6. The computer implemented method according to claim 1, wherein said second annotation (205) comprises information about differences between pairs of images (206) of the plurality of images.
7. The computer implemented method according to claim 6, wherein the difference between a first image (206a) and a second image (206b) of the pair of images (206) comprises information of at least one object (203) added to or removed from a background (207) between the capture of the first image (206a) and the second image (206b), while the position of objects (203) not added to or not removed from the background (207) between the first image (206a) and the second image (206b) is unchanged.
8. The computer implemented method, according to claim 6, wherein the difference between a first image (206a) and a second image (206b) of the pair of images (206) comprises information of at least one change of position of at least one object (203) on a background (207) between the capture of the first image (206a) and the second image (206b).
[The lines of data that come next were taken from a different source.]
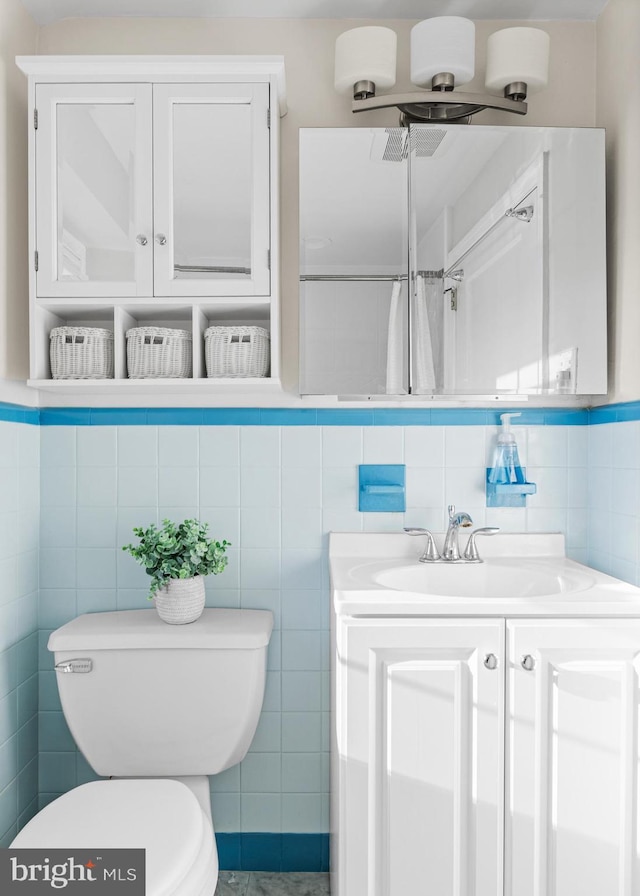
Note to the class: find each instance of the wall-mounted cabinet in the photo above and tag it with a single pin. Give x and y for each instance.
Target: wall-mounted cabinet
(153, 200)
(450, 261)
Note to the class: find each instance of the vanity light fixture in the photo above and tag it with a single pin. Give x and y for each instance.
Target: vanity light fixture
(442, 58)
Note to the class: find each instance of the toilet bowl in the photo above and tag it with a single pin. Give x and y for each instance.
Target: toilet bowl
(161, 816)
(155, 708)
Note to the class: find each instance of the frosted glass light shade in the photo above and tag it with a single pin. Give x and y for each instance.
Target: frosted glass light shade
(518, 54)
(366, 54)
(443, 44)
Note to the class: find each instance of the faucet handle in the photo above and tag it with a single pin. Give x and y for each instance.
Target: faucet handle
(430, 554)
(471, 554)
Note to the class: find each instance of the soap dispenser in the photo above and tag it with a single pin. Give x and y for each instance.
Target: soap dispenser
(506, 466)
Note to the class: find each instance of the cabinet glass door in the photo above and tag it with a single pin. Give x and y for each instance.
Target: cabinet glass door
(211, 190)
(93, 162)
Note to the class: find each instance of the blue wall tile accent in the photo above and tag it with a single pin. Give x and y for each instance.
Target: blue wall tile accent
(17, 413)
(615, 413)
(273, 852)
(65, 416)
(314, 416)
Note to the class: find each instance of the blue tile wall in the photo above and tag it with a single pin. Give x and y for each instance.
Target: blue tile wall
(19, 523)
(274, 482)
(614, 497)
(275, 490)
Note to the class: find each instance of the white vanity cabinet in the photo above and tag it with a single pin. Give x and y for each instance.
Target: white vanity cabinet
(486, 756)
(153, 197)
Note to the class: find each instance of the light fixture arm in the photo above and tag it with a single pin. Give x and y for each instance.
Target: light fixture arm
(438, 105)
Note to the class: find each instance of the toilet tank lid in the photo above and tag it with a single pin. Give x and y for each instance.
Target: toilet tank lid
(143, 629)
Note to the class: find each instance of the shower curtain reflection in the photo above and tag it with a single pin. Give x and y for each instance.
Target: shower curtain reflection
(426, 337)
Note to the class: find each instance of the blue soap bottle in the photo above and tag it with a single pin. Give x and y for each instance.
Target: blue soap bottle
(506, 462)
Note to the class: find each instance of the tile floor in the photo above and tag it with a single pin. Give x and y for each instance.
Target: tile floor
(266, 883)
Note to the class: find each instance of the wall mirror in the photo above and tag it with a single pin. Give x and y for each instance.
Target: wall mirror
(445, 260)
9. The computer implemented method according to claim 1, wherein the first annotation (204) comprises an object mask of said at least one object (203).
10. The computer implemented method according to claim 1, wherein said second annotation (205) comprises information of a number of objects of said at least one object (203).
11. The computer implemented method according to claim 1, wherein provision of the first and/or second annotation comprises receiving input information via a user interface (301) and wherein the first and/or second annotation is based on the received input information.
12. The computer implemented method according to claim 11, wherein provision of the first and/or second annotation comprises operating the machine vision system (100) to capture the first set and/or second set of images, and, in association with the capturing of images of the first and/or second set, receiving said input information via the user interface.
13. The computer implemented method according to claim 12, wherein said input information is input via the user interface per captured image of the second set, and wherein said input information comprises information regarding a difference in number of objects between consecutively captured images of the second set.
14. A computer program product (1001) comprising non-transitory computer program code, the computer program code being adapted, when executed by a processor (1002), to perform the method according to claim 1.
15. A machine vision system (100) being operative to recognize at least one object (203) in captured images wherein at least one image (202) comprises the at least one object (203), the system (100) comprising an imaging unit (501) configured to capture images and a processor (1002) configured to execute the computer program product (1001) according to claim 14.